How to Become a Court Reporter

To become a court reporter, there are a number of choices to make as to how you'll get there. The field of court reporting, or "stenography", is a varied and rewarding career with several different categories to explore. This article will detail basic training and education requirements, as well as the two different kinds of stenography careers available today.

Court reporters no longer use typewriters to record the words spoken in the courts of law; rather, they use a machine known as a stenotype, which allows for more rapid data entry than a standard keyboard as the stenotype uses buttons encoded with full words or parts of words instead of single letters.

Stenographic Typist

The first and best-recognized form of court reporting is the stenographic typist. This person sits in on court cases, witness debriefings, evidence analyses and other legal proceedings, and records word-for-word the exchanges that take place. They take statements, lawyer's notes, and other important information in regards to the proceedings of several court cases at a time.

Voice Writing

The second, lesser-known stenography career is called voice writing. A voice writer wears a device called a stenomask, which resembles a medical facemask. This apparatus contains an embedded microphone which transmits the voice writer's spoken voice to a computer. Depending on the voice writer's preferred method of operation, the computer either records the voice as an audio file to be translated into text later, or it uses speech recognition software to create voice-to-text files in real time.

Freelance stenography

In both cases it is possible to get freelance work as a stenographer, using your skills as a typist or voice writer to translate audio files for various venues into written text. The most popular use of stenographers for this purpose is for closed captioning television shows and movies. Technically, this field is known as "stenocaptioning", and can provide a valuable source of extra income for stenographers, and is a fast-growing field as tele-entertainment becomes more and more global.

Education and Training

Training to become a stenographer can be obtained from any of over 70 schools recognized by the National Court Reporters Association (NCRA). There, depending on which category of stenography you've chosen, you'll receive training in how to use a stenotype machine and/or stenomask, legal proceedings, typing/speaking proficiency, and general writing skills.

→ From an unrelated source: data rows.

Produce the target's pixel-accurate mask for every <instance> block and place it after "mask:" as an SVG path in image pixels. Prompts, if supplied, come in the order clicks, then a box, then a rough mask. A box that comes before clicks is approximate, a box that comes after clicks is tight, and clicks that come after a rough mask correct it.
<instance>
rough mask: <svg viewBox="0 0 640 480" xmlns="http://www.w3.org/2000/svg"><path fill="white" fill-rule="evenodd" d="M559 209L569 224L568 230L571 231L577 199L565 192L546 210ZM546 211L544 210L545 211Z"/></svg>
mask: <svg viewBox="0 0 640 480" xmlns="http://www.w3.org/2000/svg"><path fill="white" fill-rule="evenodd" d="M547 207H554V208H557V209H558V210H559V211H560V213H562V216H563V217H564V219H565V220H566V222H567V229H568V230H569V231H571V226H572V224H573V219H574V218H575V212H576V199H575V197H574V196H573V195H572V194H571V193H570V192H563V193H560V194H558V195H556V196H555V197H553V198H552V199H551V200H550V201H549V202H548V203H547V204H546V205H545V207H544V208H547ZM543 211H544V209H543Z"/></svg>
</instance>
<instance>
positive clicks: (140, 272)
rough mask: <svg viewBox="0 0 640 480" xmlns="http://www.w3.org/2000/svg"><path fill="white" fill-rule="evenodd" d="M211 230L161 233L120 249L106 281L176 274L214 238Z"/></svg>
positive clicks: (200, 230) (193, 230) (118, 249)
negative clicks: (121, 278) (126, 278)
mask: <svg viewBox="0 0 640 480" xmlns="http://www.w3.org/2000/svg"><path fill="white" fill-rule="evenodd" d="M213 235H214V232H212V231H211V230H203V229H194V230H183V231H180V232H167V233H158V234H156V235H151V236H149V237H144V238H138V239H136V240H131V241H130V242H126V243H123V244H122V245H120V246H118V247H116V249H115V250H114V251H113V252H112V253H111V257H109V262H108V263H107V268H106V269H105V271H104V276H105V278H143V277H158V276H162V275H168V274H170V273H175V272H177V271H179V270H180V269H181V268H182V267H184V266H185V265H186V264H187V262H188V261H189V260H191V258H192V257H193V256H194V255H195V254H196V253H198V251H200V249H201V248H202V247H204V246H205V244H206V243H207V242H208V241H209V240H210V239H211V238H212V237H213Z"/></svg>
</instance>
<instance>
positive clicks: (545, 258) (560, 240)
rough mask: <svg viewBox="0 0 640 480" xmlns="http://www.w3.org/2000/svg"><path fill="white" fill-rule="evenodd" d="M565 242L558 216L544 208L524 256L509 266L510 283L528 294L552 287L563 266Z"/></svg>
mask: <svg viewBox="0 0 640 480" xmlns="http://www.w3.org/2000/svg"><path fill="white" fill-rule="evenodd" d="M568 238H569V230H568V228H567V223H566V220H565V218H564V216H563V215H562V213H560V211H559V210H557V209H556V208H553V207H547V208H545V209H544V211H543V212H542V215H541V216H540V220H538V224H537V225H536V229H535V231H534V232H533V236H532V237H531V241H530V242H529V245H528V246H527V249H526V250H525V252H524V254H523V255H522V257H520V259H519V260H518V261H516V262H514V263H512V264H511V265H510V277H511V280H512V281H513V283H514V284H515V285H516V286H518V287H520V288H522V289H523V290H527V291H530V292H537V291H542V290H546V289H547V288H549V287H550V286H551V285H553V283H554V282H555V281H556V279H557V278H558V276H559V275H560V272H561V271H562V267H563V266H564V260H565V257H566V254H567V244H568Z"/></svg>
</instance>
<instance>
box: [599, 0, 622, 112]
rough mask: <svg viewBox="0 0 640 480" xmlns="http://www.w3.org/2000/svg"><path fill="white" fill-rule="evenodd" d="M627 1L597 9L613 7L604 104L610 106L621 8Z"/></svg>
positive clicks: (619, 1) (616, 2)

Stenography is a perfect example of the benefits that can come from gaining a wide spectrum of knowledge. For example, a stenographer who knows several languages fluently will be of greater use (and therefore higher paid) than a single- or even bilingual one.

After completing the training, prospective stenographers can take a certification test administered by the NCRA, and received a license to practice stenography in

On average, a stenographic typist can be trained and certified in around 33 months, whereas a voice writer can reach the same level of readiness in around 12 months.